A rendere la situazione ancora più allarmante, i sinistri scricchiolii che alcuni inquilini degli stabili in questione, avvertirebbero da tempo, e che si sarebbero acuiti nell’ultimo periodo. Molti, temendo il verificarsi di un cedimento, da giorni non mandano a scuola i bambini che frequentano l’asilo di Viale Kennedy. La situazione sarebbe dunque assai critica. La storia comincia nell’aprile del 2018, quando vengono segnalati i problemi alle fondamenta degli edifici, che come abbiamo visto insistono in una zona che vede la presenza di una scuola, dei binari della ferrovia e di negozi. Dopo le segnalazioni del 2018 si arriva all’effettuazione dei lavori di messa in sicurezza, datati luglio del 2019. Opere che però non sono considerate sufficienti e quindi si giunge alle azioni recenti, vale a dire all’ordine di sgombero, alla consulenza del geometra e alla dichiarazione di cessazione del pericolo.

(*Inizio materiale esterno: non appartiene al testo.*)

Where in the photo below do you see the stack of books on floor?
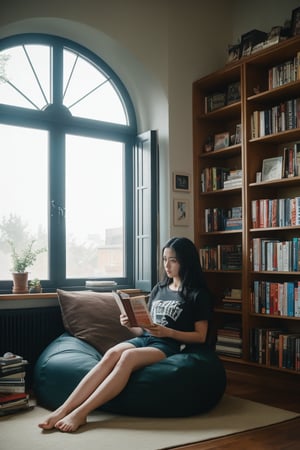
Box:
[0,352,30,416]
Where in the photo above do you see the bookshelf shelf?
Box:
[193,36,300,375]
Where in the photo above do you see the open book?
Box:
[112,291,154,328]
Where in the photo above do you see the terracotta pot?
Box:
[12,272,28,294]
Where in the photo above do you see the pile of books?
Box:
[0,352,30,416]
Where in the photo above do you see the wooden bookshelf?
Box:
[193,36,300,375]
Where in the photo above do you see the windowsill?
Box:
[0,292,58,310]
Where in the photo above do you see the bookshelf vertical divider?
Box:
[193,36,300,374]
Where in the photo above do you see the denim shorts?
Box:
[126,334,180,357]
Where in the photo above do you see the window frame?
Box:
[0,33,137,293]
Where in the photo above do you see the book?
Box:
[0,352,23,367]
[112,291,154,328]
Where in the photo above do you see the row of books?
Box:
[216,323,243,358]
[201,166,243,192]
[250,237,300,272]
[251,280,300,317]
[250,328,300,372]
[204,206,243,233]
[221,288,242,311]
[268,52,300,89]
[251,98,300,139]
[257,142,300,182]
[251,197,300,228]
[199,244,242,270]
[0,352,30,415]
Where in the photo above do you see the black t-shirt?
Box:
[149,283,212,331]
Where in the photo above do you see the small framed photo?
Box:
[227,44,241,63]
[173,198,190,227]
[234,123,242,145]
[291,7,300,36]
[261,156,283,181]
[227,81,241,105]
[173,172,191,192]
[214,131,229,150]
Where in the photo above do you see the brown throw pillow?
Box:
[57,289,134,354]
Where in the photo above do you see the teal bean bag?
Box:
[34,290,226,417]
[34,333,226,417]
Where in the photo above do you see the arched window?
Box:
[0,34,156,292]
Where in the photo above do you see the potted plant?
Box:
[8,239,46,294]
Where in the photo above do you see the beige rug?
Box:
[0,395,299,450]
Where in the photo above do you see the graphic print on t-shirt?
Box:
[151,300,183,325]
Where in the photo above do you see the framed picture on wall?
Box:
[291,7,300,36]
[173,198,190,227]
[173,172,191,192]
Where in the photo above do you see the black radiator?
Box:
[0,306,64,388]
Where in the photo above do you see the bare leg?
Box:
[55,347,165,432]
[39,343,134,430]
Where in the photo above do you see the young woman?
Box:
[39,238,212,432]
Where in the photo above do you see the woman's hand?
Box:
[145,324,174,337]
[120,314,130,328]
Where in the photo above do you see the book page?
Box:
[112,291,153,327]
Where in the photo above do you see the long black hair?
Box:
[162,237,207,295]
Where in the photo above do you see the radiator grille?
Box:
[0,306,64,387]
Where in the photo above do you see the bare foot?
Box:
[38,408,66,430]
[55,409,86,433]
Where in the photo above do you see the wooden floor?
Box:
[172,363,300,450]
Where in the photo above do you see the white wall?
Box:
[0,0,298,248]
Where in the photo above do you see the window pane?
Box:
[0,125,48,280]
[0,45,50,109]
[63,50,128,125]
[66,135,125,278]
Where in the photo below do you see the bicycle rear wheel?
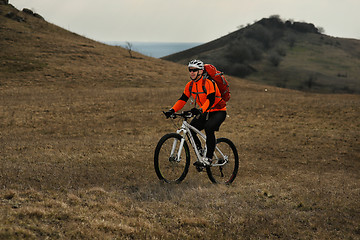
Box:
[206,138,239,184]
[154,133,190,183]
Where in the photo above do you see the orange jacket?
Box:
[172,77,226,112]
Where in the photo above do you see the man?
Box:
[165,60,226,167]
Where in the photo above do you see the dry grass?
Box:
[0,4,360,239]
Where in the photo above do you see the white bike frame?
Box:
[170,120,229,167]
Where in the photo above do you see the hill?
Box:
[0,5,360,239]
[163,16,360,94]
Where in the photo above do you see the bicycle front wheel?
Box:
[154,133,190,183]
[206,138,239,184]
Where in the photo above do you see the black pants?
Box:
[190,111,226,158]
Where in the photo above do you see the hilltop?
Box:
[163,15,360,94]
[0,1,360,239]
[0,5,190,87]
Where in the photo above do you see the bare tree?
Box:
[125,42,134,58]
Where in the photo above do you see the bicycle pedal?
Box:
[193,161,205,172]
[196,166,204,172]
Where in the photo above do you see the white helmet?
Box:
[188,59,204,70]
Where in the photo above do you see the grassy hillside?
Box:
[163,16,360,94]
[0,5,360,239]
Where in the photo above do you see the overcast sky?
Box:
[9,0,360,42]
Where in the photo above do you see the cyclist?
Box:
[165,60,226,167]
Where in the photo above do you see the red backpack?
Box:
[204,64,230,102]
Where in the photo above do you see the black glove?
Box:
[164,109,175,118]
[190,108,202,116]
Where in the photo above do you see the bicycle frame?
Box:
[170,120,229,167]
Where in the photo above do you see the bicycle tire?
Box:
[206,138,239,184]
[154,133,190,183]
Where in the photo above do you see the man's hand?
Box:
[164,109,175,118]
[190,108,202,116]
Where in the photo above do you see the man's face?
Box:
[189,68,204,80]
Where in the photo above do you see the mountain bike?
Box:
[154,111,239,184]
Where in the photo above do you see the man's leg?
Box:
[205,111,226,159]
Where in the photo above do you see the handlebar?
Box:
[163,111,194,119]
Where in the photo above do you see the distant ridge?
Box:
[162,15,360,94]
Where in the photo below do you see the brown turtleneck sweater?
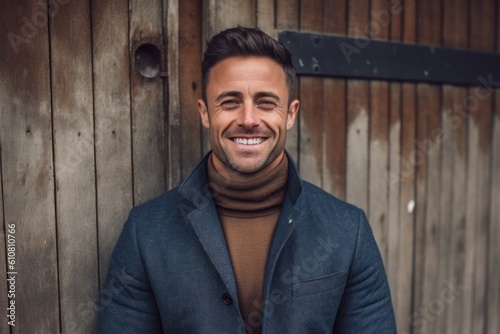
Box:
[208,153,288,333]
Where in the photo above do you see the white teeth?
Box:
[233,138,264,145]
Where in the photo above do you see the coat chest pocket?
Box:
[292,270,347,297]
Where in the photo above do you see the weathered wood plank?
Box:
[469,0,498,333]
[129,0,166,205]
[166,0,182,189]
[384,83,403,312]
[444,0,468,334]
[0,1,59,333]
[322,0,347,200]
[385,3,404,314]
[395,83,417,332]
[368,0,389,265]
[178,0,203,179]
[346,0,369,211]
[276,0,302,163]
[255,0,278,35]
[368,81,389,264]
[299,0,324,186]
[394,0,417,332]
[487,8,500,333]
[414,0,442,333]
[50,2,99,333]
[91,0,133,284]
[0,149,7,333]
[443,88,469,334]
[487,88,500,333]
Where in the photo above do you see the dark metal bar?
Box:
[279,31,500,88]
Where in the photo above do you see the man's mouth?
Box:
[231,138,265,145]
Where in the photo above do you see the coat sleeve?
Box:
[333,210,396,334]
[98,212,162,334]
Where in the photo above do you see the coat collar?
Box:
[179,151,302,306]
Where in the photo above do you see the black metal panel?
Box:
[279,31,500,87]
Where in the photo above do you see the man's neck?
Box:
[212,151,285,180]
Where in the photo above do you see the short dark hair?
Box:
[201,26,295,103]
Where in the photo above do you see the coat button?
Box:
[222,293,233,305]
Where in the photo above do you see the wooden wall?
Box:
[0,0,500,334]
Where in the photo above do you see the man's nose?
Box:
[239,103,259,128]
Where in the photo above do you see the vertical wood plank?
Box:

L’ingegnere ha presentato denuncia
contro ignoti, per falso in atto pubblico

E in tutto questo si registra anche un vero e proprio giallo (anche per il tempismo in cui si manifesta) che ha a che fare con un’altra consulenza, quella che sarebbe stata presentata a giugno del 2018, e in base alla quale il Comune di Napoli avrebbe successivamente emesso un certificato di cessato pericolo per la tenuta degli stabili in questione. Nella giornata di ieri (8 novembre 2019), l’ingegnere che, secondo il Comune, avrebbe firmato quella consulenza di parte (a giugno del 2018), si è recato presso il commissariato di polizia Vasto-Arenaccia, dove ha presentato querela di falso in atto pubblico contro ignoti. Perché, dichiara alle forze dell’ordine l’ingegnere, quel documento, lui non l’avrebbe mai prodotto, né tanto meno siglato e meno che mai presentato all’ufficio comunale che poi ha emesso certificato di cessato pericolo per gli edifici di Viale Kennedy, 405 e 425.